PD und Bürgermeister sind sich über Amtsmissbrauch uneinig
„Wir Bürgermeister mit Anci haben eine Reform des Amtsmissbrauchsdelikts gefordert. Nicht die saubere Weste, die für Berlusconis Politik typisch ist und auf Straflosigkeit abzielt. Wir sind Garanten, nicht Berlusconi.“ Der Bürgermeister von Bologna, Matteo Lepore (Pd), kritisiert die Justizreform und warnt seine Anhänger in einem Interview mit Repubblica. Die Demokratische Partei müsse „ihre eigenen Vorschläge entgegensetzen, die die in uns vorhandene Pluralität berücksichtigen, aber nicht die Rechte nachahmen dürfen“, argumentiert der Bürgermeister der emilianischen Hauptstadt. „Wir können die Rechte nicht wie Italia Viva verfolgen, die Berlusconis Stimmen anstrebt“, fügt er hinzu. „Die Wähler haben uns bei der September-Politikveranstaltung aufgefordert, in der Opposition zu bleiben, und wir müssen diese Rolle mit Stolz und Engagement spielen.“
Andererseits unterstützt der Gouverneur von Kampanien, Vincenzo De Luca, den Reformversuch voll und ganz, sowohl auf politischer als auch auf demokratischer Seite: „Ich kämpfe seit zehn Jahren gegen das Verbrechen des Amtsmissbrauchs“, sagte er.

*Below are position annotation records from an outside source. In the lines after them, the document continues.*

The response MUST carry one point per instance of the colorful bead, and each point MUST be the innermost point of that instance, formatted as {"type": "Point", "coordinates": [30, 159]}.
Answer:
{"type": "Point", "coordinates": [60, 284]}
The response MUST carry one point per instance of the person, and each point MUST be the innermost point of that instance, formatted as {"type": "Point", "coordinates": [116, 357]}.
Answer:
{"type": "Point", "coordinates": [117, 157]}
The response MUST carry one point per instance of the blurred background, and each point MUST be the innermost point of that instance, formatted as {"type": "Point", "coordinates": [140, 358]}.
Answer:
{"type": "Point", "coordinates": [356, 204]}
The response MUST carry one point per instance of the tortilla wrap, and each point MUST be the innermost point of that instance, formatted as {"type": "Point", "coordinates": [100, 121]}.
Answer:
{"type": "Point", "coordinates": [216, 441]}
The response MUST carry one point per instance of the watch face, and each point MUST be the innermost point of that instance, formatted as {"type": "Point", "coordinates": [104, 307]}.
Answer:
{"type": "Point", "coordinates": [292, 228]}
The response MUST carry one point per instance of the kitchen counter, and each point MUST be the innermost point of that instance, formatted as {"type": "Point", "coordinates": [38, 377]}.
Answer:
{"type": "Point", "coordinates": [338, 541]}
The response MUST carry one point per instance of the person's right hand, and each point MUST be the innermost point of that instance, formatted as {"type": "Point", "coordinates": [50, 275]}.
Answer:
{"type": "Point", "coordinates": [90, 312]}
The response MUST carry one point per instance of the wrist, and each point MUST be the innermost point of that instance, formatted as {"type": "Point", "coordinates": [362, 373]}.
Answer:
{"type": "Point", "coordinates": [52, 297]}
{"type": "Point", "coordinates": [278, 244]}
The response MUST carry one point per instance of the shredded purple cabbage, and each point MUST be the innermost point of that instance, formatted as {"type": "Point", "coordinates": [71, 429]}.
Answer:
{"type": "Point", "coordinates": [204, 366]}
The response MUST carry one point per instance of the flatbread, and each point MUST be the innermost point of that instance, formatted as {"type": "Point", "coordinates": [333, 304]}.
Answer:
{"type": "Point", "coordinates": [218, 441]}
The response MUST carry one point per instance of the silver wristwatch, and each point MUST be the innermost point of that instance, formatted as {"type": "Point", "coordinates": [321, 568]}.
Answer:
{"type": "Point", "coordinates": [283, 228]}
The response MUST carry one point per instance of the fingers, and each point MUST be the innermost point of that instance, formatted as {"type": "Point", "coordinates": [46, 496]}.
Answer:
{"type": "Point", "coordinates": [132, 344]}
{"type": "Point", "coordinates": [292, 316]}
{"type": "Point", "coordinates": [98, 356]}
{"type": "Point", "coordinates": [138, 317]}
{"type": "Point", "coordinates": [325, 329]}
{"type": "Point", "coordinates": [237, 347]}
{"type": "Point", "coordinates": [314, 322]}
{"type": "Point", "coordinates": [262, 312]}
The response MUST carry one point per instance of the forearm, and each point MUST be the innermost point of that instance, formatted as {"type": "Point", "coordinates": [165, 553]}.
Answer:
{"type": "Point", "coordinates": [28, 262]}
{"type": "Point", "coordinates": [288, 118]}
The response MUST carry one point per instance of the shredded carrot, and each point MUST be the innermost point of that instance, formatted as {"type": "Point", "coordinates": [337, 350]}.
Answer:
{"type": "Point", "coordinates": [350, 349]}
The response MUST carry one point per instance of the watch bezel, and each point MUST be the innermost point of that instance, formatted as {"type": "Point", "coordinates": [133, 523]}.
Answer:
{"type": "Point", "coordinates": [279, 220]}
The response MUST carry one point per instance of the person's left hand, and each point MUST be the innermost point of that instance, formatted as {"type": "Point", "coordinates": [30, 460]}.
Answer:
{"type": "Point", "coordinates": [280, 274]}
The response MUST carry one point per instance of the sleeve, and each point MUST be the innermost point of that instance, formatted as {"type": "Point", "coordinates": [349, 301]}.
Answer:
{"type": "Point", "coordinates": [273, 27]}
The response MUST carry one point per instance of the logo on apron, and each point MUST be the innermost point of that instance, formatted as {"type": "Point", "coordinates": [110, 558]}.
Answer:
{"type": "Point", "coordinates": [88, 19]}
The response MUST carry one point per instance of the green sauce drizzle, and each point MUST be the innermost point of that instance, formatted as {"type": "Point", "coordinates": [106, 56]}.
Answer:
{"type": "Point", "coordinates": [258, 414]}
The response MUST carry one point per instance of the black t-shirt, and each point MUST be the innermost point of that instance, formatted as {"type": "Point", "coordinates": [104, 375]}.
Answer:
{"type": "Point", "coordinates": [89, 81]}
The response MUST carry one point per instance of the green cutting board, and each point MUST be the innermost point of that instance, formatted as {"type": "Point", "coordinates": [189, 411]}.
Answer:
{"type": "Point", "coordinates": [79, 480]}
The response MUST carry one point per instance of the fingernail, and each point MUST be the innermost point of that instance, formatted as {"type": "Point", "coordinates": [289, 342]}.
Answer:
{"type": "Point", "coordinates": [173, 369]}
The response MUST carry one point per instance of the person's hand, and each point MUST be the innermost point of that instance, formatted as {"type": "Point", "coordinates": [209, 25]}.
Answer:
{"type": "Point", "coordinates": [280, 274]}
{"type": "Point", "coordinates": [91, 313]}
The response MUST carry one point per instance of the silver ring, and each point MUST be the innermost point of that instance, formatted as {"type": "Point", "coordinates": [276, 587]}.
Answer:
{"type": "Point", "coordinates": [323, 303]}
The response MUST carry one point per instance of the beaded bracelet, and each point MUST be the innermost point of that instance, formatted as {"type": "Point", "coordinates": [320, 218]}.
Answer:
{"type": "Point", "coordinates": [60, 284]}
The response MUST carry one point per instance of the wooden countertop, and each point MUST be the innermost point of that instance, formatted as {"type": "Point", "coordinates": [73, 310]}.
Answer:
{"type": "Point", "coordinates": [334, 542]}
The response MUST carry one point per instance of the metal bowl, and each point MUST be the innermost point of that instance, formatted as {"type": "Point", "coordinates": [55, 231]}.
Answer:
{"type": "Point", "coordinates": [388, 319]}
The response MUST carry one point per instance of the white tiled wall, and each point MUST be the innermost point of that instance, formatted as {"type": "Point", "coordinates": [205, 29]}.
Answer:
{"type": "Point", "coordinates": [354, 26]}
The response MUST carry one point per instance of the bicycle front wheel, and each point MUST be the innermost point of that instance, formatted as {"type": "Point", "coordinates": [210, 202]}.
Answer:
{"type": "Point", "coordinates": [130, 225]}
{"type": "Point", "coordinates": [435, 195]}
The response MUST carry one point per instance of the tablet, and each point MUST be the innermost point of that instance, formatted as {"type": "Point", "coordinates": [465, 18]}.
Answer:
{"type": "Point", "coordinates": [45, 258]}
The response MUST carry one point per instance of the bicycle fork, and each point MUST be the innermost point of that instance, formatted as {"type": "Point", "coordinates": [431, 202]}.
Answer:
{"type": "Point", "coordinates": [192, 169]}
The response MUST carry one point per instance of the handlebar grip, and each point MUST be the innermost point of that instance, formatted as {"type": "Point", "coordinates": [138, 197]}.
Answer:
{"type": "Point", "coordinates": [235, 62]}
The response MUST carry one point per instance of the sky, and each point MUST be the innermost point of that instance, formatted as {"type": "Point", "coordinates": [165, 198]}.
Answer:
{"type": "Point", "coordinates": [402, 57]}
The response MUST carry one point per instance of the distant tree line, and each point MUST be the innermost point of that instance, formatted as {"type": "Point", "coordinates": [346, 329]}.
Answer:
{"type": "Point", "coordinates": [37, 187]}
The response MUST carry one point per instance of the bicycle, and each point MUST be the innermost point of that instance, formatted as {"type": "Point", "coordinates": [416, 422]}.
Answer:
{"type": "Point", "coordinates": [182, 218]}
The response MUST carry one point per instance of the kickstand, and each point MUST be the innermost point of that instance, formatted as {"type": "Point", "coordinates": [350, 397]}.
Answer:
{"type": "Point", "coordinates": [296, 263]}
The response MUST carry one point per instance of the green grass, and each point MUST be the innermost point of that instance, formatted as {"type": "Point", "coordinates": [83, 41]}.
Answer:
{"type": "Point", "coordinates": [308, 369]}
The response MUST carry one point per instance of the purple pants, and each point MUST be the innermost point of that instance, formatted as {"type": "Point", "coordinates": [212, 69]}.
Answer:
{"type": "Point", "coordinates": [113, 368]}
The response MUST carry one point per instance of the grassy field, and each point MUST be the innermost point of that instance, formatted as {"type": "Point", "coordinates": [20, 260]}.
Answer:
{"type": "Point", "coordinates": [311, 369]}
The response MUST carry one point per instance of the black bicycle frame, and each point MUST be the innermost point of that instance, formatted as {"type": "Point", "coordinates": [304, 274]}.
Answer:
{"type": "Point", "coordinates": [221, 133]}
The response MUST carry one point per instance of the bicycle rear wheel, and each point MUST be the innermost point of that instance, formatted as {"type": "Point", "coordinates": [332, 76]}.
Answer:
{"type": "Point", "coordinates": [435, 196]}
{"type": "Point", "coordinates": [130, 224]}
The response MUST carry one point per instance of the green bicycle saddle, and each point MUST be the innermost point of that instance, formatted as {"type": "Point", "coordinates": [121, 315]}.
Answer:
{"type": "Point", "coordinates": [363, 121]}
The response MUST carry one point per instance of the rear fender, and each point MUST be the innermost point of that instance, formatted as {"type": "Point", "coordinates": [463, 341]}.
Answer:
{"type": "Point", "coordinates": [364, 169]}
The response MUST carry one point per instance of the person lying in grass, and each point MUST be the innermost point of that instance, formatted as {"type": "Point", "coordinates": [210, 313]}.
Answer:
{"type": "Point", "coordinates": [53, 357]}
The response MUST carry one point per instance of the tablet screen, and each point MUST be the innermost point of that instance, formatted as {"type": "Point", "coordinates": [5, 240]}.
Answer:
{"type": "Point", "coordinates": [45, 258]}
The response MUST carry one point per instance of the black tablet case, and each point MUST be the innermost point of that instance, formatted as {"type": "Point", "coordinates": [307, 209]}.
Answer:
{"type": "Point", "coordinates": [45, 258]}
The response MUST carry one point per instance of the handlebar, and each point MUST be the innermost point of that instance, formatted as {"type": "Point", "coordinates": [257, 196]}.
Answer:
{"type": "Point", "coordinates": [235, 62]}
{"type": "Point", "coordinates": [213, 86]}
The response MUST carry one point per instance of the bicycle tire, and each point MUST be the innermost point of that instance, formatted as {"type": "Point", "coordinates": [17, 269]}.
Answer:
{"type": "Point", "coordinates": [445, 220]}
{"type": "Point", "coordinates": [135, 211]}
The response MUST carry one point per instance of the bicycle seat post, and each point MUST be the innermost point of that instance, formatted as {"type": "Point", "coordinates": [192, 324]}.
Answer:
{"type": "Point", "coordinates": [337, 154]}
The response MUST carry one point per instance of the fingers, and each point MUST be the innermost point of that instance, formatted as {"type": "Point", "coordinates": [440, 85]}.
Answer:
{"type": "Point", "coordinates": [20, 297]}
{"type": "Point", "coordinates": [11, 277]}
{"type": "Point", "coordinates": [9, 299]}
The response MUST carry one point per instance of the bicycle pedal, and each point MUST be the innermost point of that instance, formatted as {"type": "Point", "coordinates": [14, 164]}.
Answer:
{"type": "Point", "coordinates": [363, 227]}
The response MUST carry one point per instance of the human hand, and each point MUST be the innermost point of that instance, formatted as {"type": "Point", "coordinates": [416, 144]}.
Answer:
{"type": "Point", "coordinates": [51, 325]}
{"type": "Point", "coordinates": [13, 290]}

Ich denke, dass die Initiative der Regierung wichtig und positiv ist. Stattdessen hörte ich den Vertretern der Demokratischen Partei zu, die in ihrer politischen Geschichte Beispiele für Transformismus und Opportunismus sind und mehr sagten ». Der Anti-Mafia-Verband Libera hingegen spricht im Gegenteil von „einer gefährlichen Schwächung der im letzten Jahrzehnt mühsam aufgebauten Antikorruptionsmaßnahmen.“ Es handelt sich um einen Coup de Main, der die emotionale Welle des Verschwindens von Silvio Berlusconi ausnutzt, um „gerichtliche Maßnahmen zur Bekämpfung der Korruption und der dadurch gedeihenden Mafias zu behindern“.
Das Wort des Anwalts
Auch für den Juristen Sabino Cassese läuft die Reform gut und ist zu zaghaft. „Es ist eine Reform, die Anerkennung verdient, in einigen Punkten zu zaghaft“, sagt Cassese nach Anhörung der Zeitung Qn. „Unterdrückt ein in ungenauer Form angezeigtes Verbrechen, stellt Respekt vor dem Privatleben von Verdächtigen und Nichtverdächtigen her, umgibt die vorläufige Untersuchungshaft mit Garantien, damit sie nicht zu einer Bedrohung wird, versucht, „Namensgebung und Beschämung“ zu vermeiden, d. h. die „ „Die Verwendung von Mitteln zur öffentlichen Lächerlichkeit durch die Veröffentlichung von Informationen über das Privatleben“, erklärt Cassese und fügt hinzu, dass „der Amtsmissbrauch trotz der gesetzgeberischen Intervention von 2020 nach wie vor ein im Gesetz nicht ausreichend umrissenes Verbrechen ist, das mit übermäßigem Spielraum angezeigt wird.“ Es ist also nicht bekannt, was eigentlich verboten und damit strafbar ist. Gegen den Bürgermeister einer sizilianischen Kleinstadt wurde wegen Amtsmissbrauchs ermittelt, weil er die Nutzung der Stadtbibliothek für eine Gesangsveranstaltung verweigerte und eine Debatte über das Verfassungsreferendum vorzog. Wenn schätzungsweise 99 % der Verdächtigen im Jahr 2021 freigesprochen wurden, bedeutet dies, dass die Zahl der Straftaten nicht ausreichend ermittelt ist und die Aussage, dass diese Straftat für die Identifizierung anderer Straftaten von Bedeutung ist, eine Verbindung mit einer fantasievollen Auffassung des Strafrechts darstellt » .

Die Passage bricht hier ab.